Ты будешь при мне. А я буду координировать вашу работу и постепенно увеличивать мощность двигателя.

1, 2 и 3-ий Помощники уходят. Изобретатель поворачивается спиной к залу и смотрит на чертёж двигателя, висящий на стене. Руки заложены за спину. Расхаживает взад и вперёд.

Изобр. Пока всё хорошо. Неверно то, что говорят наши враги и недоброжелатели – владельцы старых электрических двигателей. Разве осмелится помешать трение, если двигатель создан во имя осуществления давней мечты человечества – стать свободным.

Входит Сомневающийся, косится на чертёж.

Сомн. Скажите, а что такое свобода?

Изобр. (смущённо). Я не знаю, но меня учили, что свобода – это осознанная необходимость.

Сомн. Если так, то есть два пути стать свободным: либо рабски подчиниться необходимости, осознав её неотступность, либо научиться регулировать необходимость, делая её обходимой. А раз из этого определения исходит возможность стать свободным двумя способами, которые непримиримо враждуют между собой, то и свобода будет чисто условным понятием.
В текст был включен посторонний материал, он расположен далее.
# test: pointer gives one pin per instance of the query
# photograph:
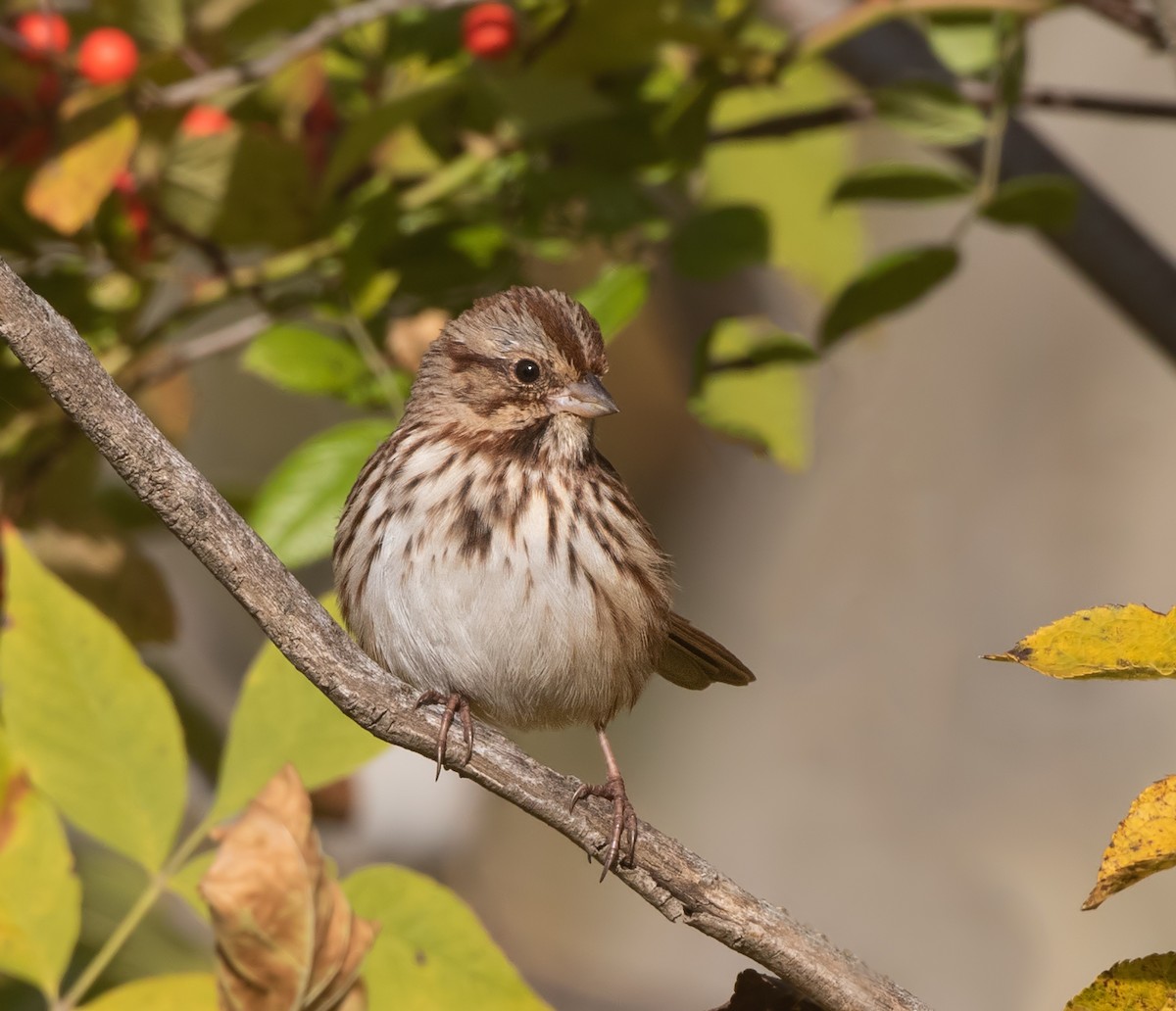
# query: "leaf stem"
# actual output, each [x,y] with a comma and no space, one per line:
[133,917]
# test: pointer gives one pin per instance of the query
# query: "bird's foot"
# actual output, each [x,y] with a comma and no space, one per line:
[624,821]
[454,705]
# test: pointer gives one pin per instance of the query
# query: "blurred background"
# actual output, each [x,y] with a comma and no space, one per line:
[950,477]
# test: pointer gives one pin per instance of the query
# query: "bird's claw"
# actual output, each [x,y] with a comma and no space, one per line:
[624,821]
[454,704]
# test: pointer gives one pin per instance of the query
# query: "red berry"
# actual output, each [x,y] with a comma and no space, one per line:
[44,34]
[107,56]
[489,29]
[205,121]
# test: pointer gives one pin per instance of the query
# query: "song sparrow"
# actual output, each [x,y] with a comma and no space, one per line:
[489,556]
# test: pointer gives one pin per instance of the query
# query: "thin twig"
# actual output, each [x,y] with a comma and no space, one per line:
[1129,17]
[1048,99]
[677,883]
[318,33]
[173,359]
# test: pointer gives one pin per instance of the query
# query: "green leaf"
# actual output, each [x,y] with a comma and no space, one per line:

Изобр. (ошеломлённый, но не сдающийся). Но что же тогда свобода?

Сомн. Прежде всего – красивое слово. В моём понимании лишь независимый человек свободен. А так как «независимый человек» – фикция, то и свободный человек – тоже.

Изобр. Глупости: независимый человек – это реальность.

Сомн. Где вы видели независимых людей? Человек находится в двоякой зависимости. Во-первых, он зависит от собственных желаний, а во-вторых, от желаний окружающих. Если от второго он может более или менее избавиться, то от первого он не избавится никогда.

Изобр. Нет я не верю вам. Пока мой двигатель успешно борется с трением, а это борьба происходит только во имя свободы – до тех пор…

Вбегает 2-ой Помощник.

2-ой Пом. (кричит). Караул…Караул!

Изобр. (2-му Помощнику). Ты что забыл, что ты должен караулить?

2-ой Пом. (тяжело дыша после бега). Владельцы старых двигателей атаковали нас. Они покушаются на вечность двигателя. Наши защищают её.

Изобр. Бежим на помощь. Скорей!

Изобретатель и 2-ой Помощник убегают.

Сомневающийся бросается было за ними, но потом останавливается.

Сомн. (улыбаясь). Ещё побьют, а я ведь не вечный. (Поворачивается к чертежу и смотрит.) Нахально задумано.

В направлении, противоположном побежавшим Изобретателю и 2-ому Помощнику, пробегают несколько человек с наклеенными бородами, но почти отваливающимися. И среди них Недовольный.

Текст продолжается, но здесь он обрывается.